Support Questions

Find answers, ask questions, and share your expertise

Spark SQL Drop vs Select

avatar
Contributor

I want to pick and choose only a subset of the columns of a dataframe / table given some Array of Columns

E.g., given a table with columns [a,b,c,d,e] and I want to keep [a,c,e].

I see that I could either drop all columns that are not in my Array, or select the columns in my Array.

My question is which one is preferred efficiency-wise? Or does it even matter?

Thank you.

4 REPLIES 4

avatar
Super Collaborator

Spark uses and optimizer under the hood, so there will be no performance difference.

avatar
Master Guru

you can try both and look at the DAGs in the Spark History UI.

Most likely performance will be the same.

what's your SQL, there are some optimizations

avatar

I think it won't same performance .

Consider below two statements, Let say I have a DataFrame with columns a,b,c,d,e.
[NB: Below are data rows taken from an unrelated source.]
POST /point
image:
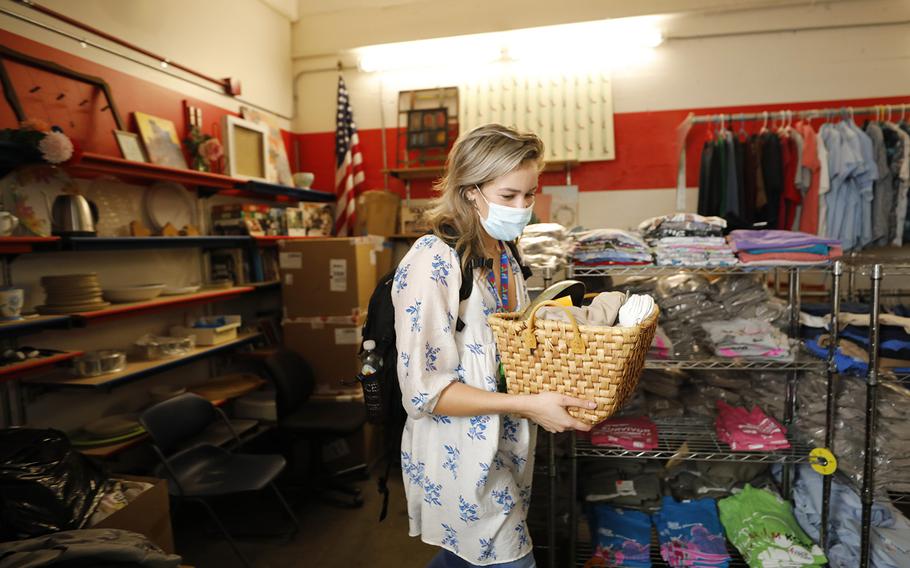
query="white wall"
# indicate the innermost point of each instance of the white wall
(244, 39)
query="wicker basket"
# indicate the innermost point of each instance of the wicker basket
(596, 363)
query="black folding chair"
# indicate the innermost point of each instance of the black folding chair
(205, 471)
(318, 422)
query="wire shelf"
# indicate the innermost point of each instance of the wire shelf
(653, 270)
(584, 551)
(801, 363)
(700, 439)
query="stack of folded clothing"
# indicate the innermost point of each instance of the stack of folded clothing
(636, 433)
(749, 431)
(545, 245)
(682, 225)
(622, 537)
(686, 239)
(748, 338)
(890, 529)
(783, 247)
(892, 440)
(761, 526)
(690, 533)
(609, 246)
(693, 251)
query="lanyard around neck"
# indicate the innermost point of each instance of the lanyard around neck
(502, 299)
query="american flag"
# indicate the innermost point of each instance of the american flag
(348, 163)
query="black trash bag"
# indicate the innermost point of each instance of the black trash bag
(45, 485)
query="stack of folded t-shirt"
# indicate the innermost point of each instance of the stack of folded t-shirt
(622, 537)
(749, 431)
(635, 433)
(686, 239)
(783, 247)
(762, 527)
(690, 533)
(609, 246)
(747, 338)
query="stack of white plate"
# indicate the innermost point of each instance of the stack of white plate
(70, 293)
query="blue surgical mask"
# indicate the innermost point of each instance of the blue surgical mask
(504, 223)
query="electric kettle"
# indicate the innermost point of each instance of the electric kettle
(73, 215)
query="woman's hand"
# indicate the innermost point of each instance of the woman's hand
(548, 409)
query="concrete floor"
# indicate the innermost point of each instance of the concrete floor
(330, 537)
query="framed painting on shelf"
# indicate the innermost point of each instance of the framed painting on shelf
(160, 139)
(246, 148)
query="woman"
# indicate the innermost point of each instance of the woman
(467, 451)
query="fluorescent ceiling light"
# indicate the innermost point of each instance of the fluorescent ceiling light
(604, 40)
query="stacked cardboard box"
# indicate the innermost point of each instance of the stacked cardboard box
(326, 286)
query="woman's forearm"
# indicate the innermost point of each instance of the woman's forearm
(459, 399)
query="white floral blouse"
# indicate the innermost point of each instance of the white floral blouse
(467, 479)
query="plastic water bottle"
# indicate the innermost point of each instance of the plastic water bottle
(370, 364)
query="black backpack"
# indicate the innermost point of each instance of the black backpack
(384, 404)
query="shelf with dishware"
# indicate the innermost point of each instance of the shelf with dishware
(25, 245)
(93, 165)
(160, 303)
(33, 324)
(137, 370)
(12, 371)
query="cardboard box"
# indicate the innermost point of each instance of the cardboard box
(318, 219)
(148, 514)
(330, 276)
(377, 213)
(330, 345)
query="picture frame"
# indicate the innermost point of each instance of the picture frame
(130, 146)
(246, 146)
(427, 128)
(159, 136)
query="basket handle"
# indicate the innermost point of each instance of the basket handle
(530, 340)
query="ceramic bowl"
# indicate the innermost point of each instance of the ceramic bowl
(140, 293)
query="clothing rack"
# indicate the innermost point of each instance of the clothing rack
(784, 114)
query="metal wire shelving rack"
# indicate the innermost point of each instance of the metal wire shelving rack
(694, 440)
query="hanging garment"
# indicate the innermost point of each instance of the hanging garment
(824, 186)
(810, 166)
(883, 218)
(790, 196)
(704, 176)
(773, 176)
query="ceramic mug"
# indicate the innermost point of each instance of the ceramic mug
(8, 223)
(11, 300)
(303, 180)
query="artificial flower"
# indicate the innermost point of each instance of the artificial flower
(55, 147)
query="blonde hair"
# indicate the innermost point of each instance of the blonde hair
(481, 155)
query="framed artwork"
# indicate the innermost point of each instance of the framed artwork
(279, 169)
(246, 148)
(428, 128)
(160, 139)
(130, 146)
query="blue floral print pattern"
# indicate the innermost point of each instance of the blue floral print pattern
(450, 537)
(504, 499)
(487, 550)
(431, 354)
(451, 461)
(414, 312)
(401, 277)
(478, 428)
(467, 512)
(510, 429)
(441, 268)
(452, 465)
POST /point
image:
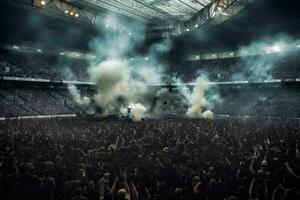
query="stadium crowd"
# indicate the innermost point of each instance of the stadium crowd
(278, 66)
(162, 159)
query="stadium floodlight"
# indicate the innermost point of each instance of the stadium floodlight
(276, 48)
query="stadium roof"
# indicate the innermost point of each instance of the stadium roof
(167, 16)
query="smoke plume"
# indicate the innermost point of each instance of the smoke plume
(82, 101)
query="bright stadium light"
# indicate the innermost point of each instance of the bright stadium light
(276, 48)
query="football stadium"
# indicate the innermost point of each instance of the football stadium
(150, 100)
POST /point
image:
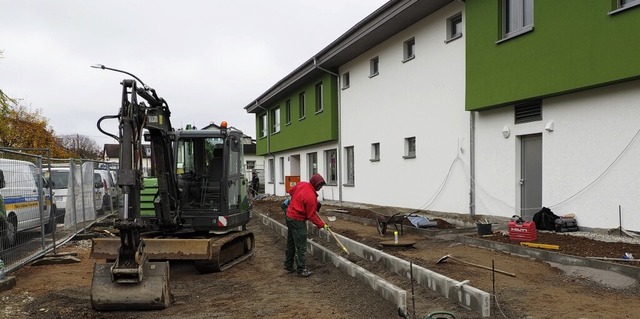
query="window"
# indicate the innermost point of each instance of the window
(312, 159)
(410, 147)
(251, 165)
(409, 49)
(262, 125)
(528, 112)
(517, 17)
(375, 152)
(303, 111)
(287, 111)
(275, 120)
(281, 173)
(272, 171)
(319, 98)
(345, 80)
(351, 177)
(331, 163)
(454, 27)
(373, 67)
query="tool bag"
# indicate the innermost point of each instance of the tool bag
(566, 225)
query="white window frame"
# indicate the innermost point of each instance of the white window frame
(319, 97)
(263, 125)
(350, 164)
(281, 171)
(375, 152)
(287, 111)
(515, 14)
(409, 50)
(346, 81)
(453, 23)
(410, 147)
(302, 107)
(272, 173)
(312, 163)
(331, 166)
(275, 119)
(374, 67)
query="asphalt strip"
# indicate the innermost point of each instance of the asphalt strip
(602, 277)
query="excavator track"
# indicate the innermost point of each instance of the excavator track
(212, 253)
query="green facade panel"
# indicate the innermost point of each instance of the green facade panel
(574, 45)
(314, 128)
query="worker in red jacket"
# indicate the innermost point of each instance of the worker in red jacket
(302, 207)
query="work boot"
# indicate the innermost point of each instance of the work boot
(304, 272)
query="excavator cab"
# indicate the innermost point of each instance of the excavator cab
(195, 209)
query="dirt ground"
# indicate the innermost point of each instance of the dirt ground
(260, 288)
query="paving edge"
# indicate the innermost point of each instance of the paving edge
(550, 256)
(466, 296)
(7, 283)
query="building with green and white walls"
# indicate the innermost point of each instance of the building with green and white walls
(555, 91)
(530, 103)
(390, 127)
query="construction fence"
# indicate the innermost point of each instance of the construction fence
(45, 202)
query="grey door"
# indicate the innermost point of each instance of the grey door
(531, 175)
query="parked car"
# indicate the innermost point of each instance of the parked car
(22, 201)
(58, 178)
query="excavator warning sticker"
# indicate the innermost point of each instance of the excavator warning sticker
(222, 221)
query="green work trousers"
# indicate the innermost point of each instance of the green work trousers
(296, 244)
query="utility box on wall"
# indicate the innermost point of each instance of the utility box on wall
(290, 181)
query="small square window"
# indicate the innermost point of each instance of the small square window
(345, 80)
(454, 27)
(373, 67)
(375, 152)
(409, 147)
(409, 49)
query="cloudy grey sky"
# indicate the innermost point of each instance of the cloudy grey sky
(207, 59)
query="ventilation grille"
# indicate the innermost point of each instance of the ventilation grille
(529, 112)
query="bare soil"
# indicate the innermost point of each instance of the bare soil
(260, 288)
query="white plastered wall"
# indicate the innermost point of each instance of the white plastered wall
(590, 158)
(421, 98)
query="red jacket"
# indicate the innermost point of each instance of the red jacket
(304, 204)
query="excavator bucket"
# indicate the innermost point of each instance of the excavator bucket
(149, 294)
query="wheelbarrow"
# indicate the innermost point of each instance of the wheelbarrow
(383, 220)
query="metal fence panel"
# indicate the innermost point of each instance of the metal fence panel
(45, 202)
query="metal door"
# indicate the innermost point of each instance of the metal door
(530, 175)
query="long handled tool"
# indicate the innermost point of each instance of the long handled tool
(445, 257)
(338, 240)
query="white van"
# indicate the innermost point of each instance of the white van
(58, 178)
(22, 200)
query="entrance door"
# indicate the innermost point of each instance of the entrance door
(530, 175)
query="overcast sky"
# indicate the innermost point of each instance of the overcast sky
(207, 59)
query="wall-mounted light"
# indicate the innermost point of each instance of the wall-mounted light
(506, 132)
(549, 126)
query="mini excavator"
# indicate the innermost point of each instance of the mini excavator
(200, 209)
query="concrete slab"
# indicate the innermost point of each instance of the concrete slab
(7, 283)
(466, 296)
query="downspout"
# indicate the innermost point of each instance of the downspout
(338, 90)
(269, 145)
(472, 164)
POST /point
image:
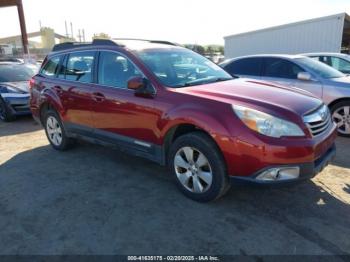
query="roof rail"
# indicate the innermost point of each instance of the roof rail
(95, 42)
(147, 40)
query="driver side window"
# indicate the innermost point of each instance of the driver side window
(115, 70)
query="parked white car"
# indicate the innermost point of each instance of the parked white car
(339, 61)
(301, 72)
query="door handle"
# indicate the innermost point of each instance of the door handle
(98, 97)
(58, 89)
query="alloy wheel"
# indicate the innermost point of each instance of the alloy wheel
(54, 130)
(341, 117)
(193, 169)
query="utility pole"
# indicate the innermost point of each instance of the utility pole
(18, 3)
(79, 35)
(22, 23)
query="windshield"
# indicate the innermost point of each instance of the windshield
(319, 68)
(182, 67)
(16, 72)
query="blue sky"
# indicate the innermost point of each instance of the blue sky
(183, 21)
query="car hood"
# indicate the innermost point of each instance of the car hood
(257, 94)
(17, 87)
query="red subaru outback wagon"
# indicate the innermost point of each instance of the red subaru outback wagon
(160, 101)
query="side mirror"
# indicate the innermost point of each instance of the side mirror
(305, 76)
(135, 83)
(141, 86)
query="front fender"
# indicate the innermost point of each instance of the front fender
(216, 124)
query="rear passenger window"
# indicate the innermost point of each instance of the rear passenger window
(79, 67)
(51, 66)
(115, 70)
(280, 68)
(247, 66)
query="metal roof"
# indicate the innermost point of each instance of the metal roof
(340, 15)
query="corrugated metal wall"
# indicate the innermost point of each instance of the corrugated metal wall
(317, 35)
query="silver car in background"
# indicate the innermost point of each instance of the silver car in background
(325, 82)
(338, 61)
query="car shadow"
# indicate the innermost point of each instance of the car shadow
(95, 200)
(22, 124)
(343, 152)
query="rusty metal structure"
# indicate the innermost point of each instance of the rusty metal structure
(18, 3)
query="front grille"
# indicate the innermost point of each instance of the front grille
(318, 121)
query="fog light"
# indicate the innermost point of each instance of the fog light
(279, 173)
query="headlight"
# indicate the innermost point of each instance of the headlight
(267, 124)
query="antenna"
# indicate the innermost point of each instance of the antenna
(65, 23)
(71, 29)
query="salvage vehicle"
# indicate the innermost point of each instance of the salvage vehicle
(325, 82)
(210, 129)
(14, 89)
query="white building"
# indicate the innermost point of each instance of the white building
(324, 34)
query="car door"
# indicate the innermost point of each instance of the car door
(285, 72)
(119, 116)
(245, 68)
(75, 77)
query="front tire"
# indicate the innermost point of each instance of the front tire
(55, 132)
(341, 116)
(198, 167)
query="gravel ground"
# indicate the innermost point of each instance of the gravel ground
(95, 200)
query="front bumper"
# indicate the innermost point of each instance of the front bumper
(17, 103)
(307, 171)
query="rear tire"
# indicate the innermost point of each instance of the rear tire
(198, 167)
(5, 112)
(55, 132)
(341, 116)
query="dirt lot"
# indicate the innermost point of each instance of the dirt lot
(95, 200)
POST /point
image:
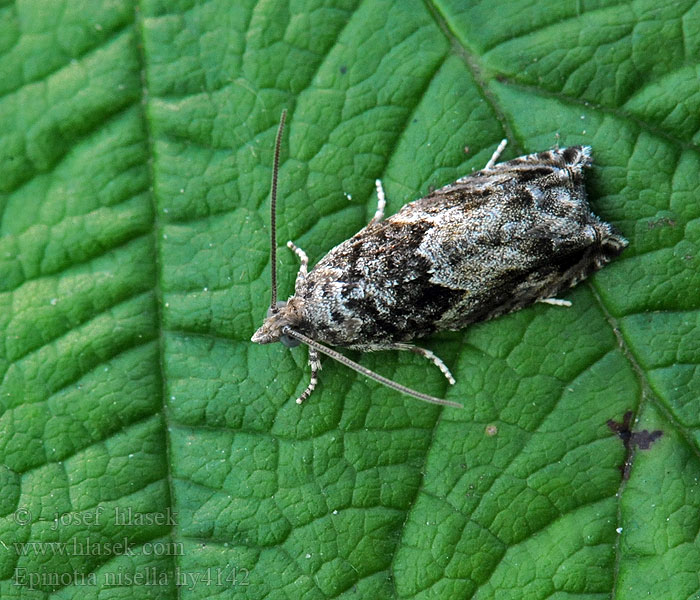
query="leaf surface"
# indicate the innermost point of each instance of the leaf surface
(148, 449)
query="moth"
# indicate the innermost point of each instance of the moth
(492, 242)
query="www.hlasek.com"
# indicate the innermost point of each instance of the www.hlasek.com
(148, 576)
(90, 547)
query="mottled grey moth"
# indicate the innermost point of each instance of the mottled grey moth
(490, 243)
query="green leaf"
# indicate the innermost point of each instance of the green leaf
(148, 449)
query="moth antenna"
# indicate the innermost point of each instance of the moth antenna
(365, 371)
(273, 213)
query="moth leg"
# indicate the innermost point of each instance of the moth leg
(496, 154)
(436, 360)
(555, 301)
(381, 203)
(303, 268)
(315, 365)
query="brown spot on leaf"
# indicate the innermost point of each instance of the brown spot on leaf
(632, 439)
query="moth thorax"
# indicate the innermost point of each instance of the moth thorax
(285, 339)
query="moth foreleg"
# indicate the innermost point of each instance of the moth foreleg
(315, 365)
(436, 360)
(496, 154)
(555, 301)
(381, 203)
(303, 267)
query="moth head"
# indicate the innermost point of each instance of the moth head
(283, 314)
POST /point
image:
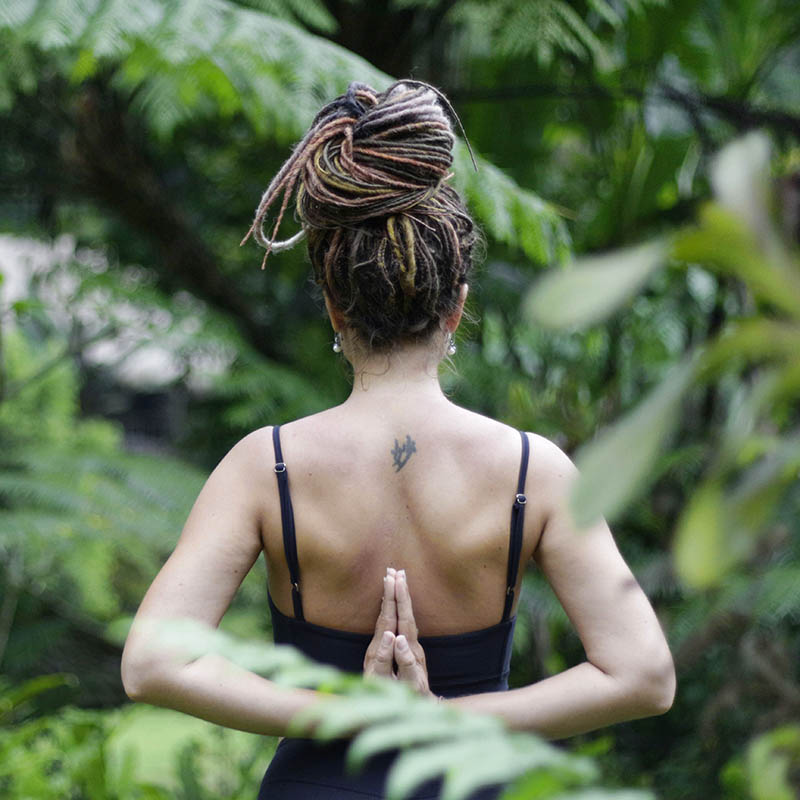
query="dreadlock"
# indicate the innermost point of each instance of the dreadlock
(390, 241)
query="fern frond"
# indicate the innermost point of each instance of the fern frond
(181, 61)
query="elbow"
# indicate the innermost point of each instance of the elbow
(133, 678)
(141, 676)
(654, 687)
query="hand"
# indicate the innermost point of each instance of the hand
(379, 659)
(395, 641)
(408, 652)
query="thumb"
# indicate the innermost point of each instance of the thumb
(406, 662)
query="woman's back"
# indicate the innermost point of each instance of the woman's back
(413, 482)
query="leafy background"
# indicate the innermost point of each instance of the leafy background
(638, 186)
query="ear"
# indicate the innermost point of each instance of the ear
(336, 316)
(451, 322)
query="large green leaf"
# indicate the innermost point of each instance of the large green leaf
(618, 464)
(594, 287)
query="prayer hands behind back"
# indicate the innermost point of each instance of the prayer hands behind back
(395, 651)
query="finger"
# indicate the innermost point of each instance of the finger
(406, 624)
(382, 663)
(387, 619)
(408, 668)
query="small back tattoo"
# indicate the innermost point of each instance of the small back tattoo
(403, 452)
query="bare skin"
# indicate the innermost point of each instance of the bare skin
(443, 516)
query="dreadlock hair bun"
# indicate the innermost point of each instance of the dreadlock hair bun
(390, 241)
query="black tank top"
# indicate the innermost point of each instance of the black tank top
(458, 664)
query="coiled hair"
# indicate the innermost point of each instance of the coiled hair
(390, 241)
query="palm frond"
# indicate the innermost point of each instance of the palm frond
(182, 61)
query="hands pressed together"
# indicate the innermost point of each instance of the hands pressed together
(395, 651)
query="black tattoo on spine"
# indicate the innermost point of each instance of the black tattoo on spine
(403, 452)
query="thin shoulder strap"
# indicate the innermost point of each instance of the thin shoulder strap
(517, 525)
(287, 522)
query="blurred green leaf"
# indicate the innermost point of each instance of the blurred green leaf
(771, 761)
(594, 287)
(701, 548)
(619, 462)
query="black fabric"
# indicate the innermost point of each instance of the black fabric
(302, 769)
(458, 664)
(287, 523)
(463, 663)
(517, 526)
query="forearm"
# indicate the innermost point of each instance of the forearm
(215, 689)
(577, 700)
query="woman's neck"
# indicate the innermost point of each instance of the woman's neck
(410, 370)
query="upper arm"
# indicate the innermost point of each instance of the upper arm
(612, 615)
(217, 547)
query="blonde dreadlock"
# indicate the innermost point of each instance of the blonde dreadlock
(389, 240)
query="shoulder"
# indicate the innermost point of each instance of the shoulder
(551, 465)
(551, 474)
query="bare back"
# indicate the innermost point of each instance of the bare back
(427, 489)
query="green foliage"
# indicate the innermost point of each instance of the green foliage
(178, 62)
(132, 754)
(467, 751)
(731, 507)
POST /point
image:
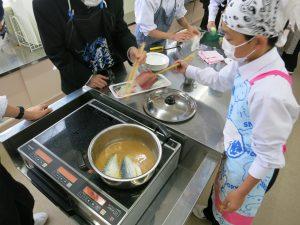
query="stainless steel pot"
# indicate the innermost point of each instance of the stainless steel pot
(122, 132)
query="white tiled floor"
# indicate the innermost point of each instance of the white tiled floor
(281, 205)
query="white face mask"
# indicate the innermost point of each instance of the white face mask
(229, 50)
(91, 3)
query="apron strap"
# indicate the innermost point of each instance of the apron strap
(285, 76)
(70, 11)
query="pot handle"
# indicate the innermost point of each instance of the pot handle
(162, 129)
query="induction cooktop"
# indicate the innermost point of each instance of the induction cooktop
(60, 152)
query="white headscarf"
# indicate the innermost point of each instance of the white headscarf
(261, 17)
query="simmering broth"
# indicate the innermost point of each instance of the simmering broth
(137, 151)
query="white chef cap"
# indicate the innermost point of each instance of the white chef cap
(261, 17)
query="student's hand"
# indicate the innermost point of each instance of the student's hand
(182, 66)
(193, 30)
(181, 36)
(233, 201)
(134, 54)
(97, 81)
(210, 25)
(36, 112)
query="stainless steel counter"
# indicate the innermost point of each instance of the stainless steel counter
(206, 127)
(202, 148)
(14, 57)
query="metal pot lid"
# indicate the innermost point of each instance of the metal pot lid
(170, 105)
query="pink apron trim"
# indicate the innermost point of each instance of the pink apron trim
(285, 76)
(233, 218)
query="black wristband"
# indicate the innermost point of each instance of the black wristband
(21, 114)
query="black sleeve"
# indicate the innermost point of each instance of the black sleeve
(1, 11)
(122, 36)
(51, 24)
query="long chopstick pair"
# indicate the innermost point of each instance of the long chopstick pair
(175, 65)
(133, 71)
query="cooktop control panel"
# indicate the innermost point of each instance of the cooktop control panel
(73, 182)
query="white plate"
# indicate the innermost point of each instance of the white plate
(117, 88)
(156, 61)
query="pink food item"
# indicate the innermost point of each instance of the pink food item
(146, 80)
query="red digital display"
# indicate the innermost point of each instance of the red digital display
(67, 174)
(93, 195)
(43, 156)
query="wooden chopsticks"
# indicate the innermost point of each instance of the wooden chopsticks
(133, 71)
(186, 59)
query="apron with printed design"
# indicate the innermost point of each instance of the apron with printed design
(86, 35)
(163, 23)
(239, 156)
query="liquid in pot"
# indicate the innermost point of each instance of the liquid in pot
(125, 159)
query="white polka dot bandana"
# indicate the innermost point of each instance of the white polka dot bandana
(256, 17)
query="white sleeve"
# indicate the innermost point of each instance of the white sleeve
(272, 117)
(180, 10)
(3, 105)
(144, 15)
(213, 9)
(220, 81)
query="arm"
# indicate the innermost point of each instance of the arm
(273, 116)
(213, 9)
(221, 81)
(144, 17)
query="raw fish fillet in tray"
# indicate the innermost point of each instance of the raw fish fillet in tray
(119, 90)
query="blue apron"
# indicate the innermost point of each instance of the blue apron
(239, 157)
(163, 23)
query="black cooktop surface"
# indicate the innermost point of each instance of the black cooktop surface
(69, 139)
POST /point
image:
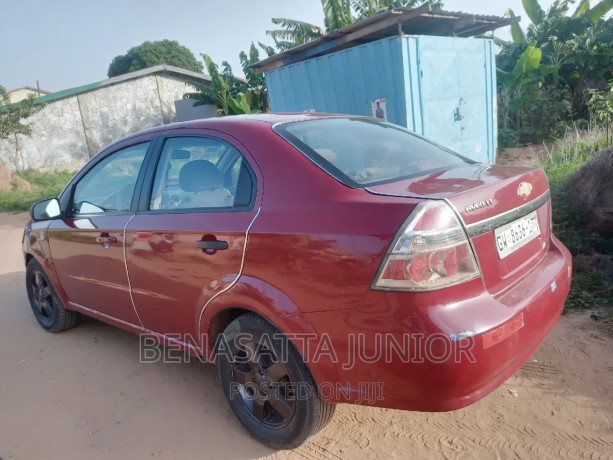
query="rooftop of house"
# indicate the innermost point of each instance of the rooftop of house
(422, 20)
(163, 68)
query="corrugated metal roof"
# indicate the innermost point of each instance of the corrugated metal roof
(120, 78)
(411, 21)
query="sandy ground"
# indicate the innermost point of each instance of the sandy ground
(83, 394)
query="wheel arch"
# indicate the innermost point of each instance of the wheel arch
(277, 309)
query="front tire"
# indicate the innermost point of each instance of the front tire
(268, 385)
(46, 305)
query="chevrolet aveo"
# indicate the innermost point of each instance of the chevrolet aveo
(317, 259)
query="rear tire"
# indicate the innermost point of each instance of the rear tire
(258, 384)
(46, 304)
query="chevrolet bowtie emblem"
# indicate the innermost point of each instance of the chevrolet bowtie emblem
(524, 189)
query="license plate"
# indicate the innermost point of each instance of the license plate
(511, 237)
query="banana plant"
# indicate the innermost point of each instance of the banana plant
(555, 22)
(225, 91)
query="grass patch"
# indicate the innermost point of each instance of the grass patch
(44, 185)
(591, 285)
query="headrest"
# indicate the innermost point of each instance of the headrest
(199, 175)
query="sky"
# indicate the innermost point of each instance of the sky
(67, 43)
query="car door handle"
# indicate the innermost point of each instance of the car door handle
(214, 245)
(105, 240)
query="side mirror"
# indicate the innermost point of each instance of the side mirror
(45, 209)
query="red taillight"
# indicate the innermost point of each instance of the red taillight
(430, 253)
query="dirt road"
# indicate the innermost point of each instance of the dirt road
(83, 394)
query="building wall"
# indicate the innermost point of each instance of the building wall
(23, 93)
(69, 131)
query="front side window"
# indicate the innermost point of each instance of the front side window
(200, 173)
(109, 185)
(360, 152)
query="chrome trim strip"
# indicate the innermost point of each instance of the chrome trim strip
(125, 261)
(487, 225)
(240, 272)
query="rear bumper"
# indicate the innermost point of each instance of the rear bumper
(462, 342)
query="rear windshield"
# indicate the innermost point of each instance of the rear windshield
(360, 151)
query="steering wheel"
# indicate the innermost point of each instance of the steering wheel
(121, 200)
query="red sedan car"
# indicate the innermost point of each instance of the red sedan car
(317, 259)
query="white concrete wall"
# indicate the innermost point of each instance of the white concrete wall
(68, 132)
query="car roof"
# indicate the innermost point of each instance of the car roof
(231, 121)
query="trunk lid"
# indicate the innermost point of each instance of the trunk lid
(489, 198)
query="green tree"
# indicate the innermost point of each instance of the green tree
(13, 115)
(337, 14)
(154, 53)
(575, 49)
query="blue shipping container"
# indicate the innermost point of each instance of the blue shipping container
(441, 87)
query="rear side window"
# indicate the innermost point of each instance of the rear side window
(360, 152)
(200, 174)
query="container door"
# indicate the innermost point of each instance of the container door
(453, 94)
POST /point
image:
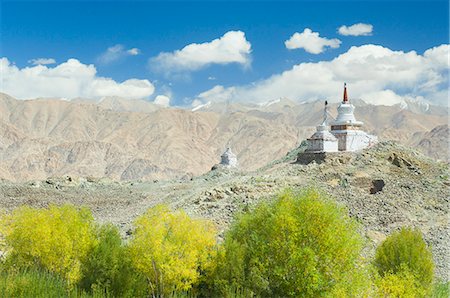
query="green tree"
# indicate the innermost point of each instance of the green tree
(57, 239)
(108, 267)
(401, 284)
(300, 245)
(406, 251)
(171, 250)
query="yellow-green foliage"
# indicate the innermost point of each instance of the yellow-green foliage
(301, 245)
(57, 239)
(401, 284)
(406, 250)
(171, 249)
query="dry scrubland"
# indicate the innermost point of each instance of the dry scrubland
(128, 140)
(415, 193)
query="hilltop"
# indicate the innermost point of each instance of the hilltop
(124, 139)
(384, 188)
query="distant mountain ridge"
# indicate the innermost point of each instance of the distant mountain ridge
(136, 139)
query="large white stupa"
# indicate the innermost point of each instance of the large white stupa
(229, 159)
(345, 134)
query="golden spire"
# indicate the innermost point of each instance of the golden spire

I want to select only a,b,c

1) df.select("a","b","c") In this , it will only select the required columns and never bothered about other columns

2) df.select.("a","b","c","d","e").drop("d","e") In this First it select all the columns from DataFrame and then drops the unwanted columns.

I think in second statement there will be some performance down..

If Iam wrong..please clarify it


avatar
New Contributor

Spark Catalyst Optimiser is smart.If it not optimising well then you have to think about it else it is able to optimise.

Below is one example:

fr = spark.createDataframe([{'a':1},{'b':2}])

fr.select('a','b').drop('a')

parsed logical plan for above query is below

Parsed Logical Plan ==
Project [b#69L]
+- Project [a#68L, b#69L]
+- LogicalRDD [a#68L, b#69L], false

 

And Physical plan is below

Physical Plan ==
*(1) Project [b#69L]
+- *(1) Scan ExistingRDD[a#68L,b#69L]

Spark is optimising the query from two projection to single projection Which is same as Physical plan of fr.select('a').